У меня были свидетельства этих других, я пытался рассказать о них всем окружающим — сумасшедшие считали, что сумасшедшим был я.
Однако это было так ясно: несколько лет назад, находясь в Любеке, я подъехал к границе с Восточной Германией. Там стоял шлагбаум. До шлагбаума была цветущая дорога, деревья, люди, которые прогуливались, которые подъезжали на своей машине к преграде в другой мир.
Сразу же после шлагбаума — молчание и пустыня. Ни единого дома, ни деревца, только перепаханные, незасеянные поля, чтобы те, кому захочется убежать, бежать не могли. Ни растительности, ни деревьев, чтобы все просматривалось. В отдалении виднелись контуры сторожевых вышек. Ад начинался здесь.
А тем временем пропаганда русских и многочисленных их друзей в стольких странах, их многочисленных сообщников, добровольных или нет, обличала манию преследования и военную истерию стран Запада. В который раз сумасшедшие кричали: «Держи сумасшедшего», одержимые истерией преследования обвиняли других в той же истерии. Друг-актер, который поехал снимать франко-советский фильм в Москву, рассказывал мне, что один из его товарищей должен был встретиться с девушкой на одной из городских улиц. Он провожал товарища к месту встречи. Двое милиционеров выскочили из машины, схватили девушку и увезли ее. Больше эту девушку они не увидели. Друг заметил, что рассказывает эту историю мне, потому что я могу ему поверить. Другие называли его обманщиком и сволочью.
Но по мере того, как воцарялся ад, по мере того, как могущество его становилось все больше, все ужаснее, силы разума отступали. Зло становилось неоспоримой исторической действительностью, околдовывало. Нужно было идти в ногу со временем, по ходу движения истории, будто сами революционеры не противились изначально этому историческому движению. Палачи становились благодетелями, то есть страх превращался в обожание. Теперь Кравченко или Кёстлер и еще некоторые, кто разоблачал коммунизм, носили ярлык подонков, навешенный подонками, слепыми, слабыми, самой дрянной левой интеллигенцией во всем мире, литературным сбродом. Другие же, подобные Альберу Камю, в чьей доброй воле усомниться было нельзя, прослыли посредственными, были названы слепыми самими слепыми.
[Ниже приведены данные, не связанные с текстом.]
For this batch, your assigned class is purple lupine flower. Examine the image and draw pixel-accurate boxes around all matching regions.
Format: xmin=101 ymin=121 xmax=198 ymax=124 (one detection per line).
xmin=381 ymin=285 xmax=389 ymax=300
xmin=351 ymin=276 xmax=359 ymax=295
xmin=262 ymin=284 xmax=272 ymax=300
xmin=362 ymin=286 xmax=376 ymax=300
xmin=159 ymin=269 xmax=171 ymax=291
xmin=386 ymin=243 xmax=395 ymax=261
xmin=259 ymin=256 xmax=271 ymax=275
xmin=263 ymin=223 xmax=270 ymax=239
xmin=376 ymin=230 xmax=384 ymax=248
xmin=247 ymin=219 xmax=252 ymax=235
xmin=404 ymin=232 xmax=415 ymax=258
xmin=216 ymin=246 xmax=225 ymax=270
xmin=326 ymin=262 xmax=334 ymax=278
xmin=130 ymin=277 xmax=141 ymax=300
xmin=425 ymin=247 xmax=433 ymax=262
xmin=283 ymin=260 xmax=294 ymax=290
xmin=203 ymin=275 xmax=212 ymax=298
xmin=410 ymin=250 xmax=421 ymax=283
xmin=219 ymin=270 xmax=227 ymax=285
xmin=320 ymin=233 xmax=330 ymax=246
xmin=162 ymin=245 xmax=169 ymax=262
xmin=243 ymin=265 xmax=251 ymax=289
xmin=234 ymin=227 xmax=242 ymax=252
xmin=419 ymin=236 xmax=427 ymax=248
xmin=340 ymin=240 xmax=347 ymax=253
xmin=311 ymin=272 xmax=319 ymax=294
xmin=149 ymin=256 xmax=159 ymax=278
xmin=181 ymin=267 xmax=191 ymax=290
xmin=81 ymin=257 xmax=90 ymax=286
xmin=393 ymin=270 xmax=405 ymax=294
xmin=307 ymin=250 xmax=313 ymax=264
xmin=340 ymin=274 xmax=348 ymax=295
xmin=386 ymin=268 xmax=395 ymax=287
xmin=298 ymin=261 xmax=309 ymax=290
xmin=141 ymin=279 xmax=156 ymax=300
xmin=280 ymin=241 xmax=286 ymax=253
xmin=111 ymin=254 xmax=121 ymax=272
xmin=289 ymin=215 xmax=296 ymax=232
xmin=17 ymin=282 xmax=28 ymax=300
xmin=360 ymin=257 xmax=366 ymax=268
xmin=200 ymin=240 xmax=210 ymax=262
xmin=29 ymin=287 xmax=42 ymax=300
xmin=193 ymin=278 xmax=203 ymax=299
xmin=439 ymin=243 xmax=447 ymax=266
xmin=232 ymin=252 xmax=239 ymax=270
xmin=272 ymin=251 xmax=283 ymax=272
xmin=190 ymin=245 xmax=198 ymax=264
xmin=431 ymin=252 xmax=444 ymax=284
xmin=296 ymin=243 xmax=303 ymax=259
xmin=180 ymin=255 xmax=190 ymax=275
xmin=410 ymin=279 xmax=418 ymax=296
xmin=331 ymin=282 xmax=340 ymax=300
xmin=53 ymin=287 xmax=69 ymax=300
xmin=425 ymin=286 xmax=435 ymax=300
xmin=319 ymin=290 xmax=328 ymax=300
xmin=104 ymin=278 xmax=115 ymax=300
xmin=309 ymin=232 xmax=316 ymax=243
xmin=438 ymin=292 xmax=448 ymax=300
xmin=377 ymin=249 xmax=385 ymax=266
Но Альбер Камю был как раз ясновидящим. Дух ортодоксальности, как его определял Жан Гренье, то есть интеллектуальный конформизм, побеждал повсеместно.
Конечно, Сталина начали атаковать только тогда, когда русские руководители позволили его атаковать. Никто из тех, кого называют интеллектуалами, не сказал бы ни слова без этого разрешения, без приказа говорить.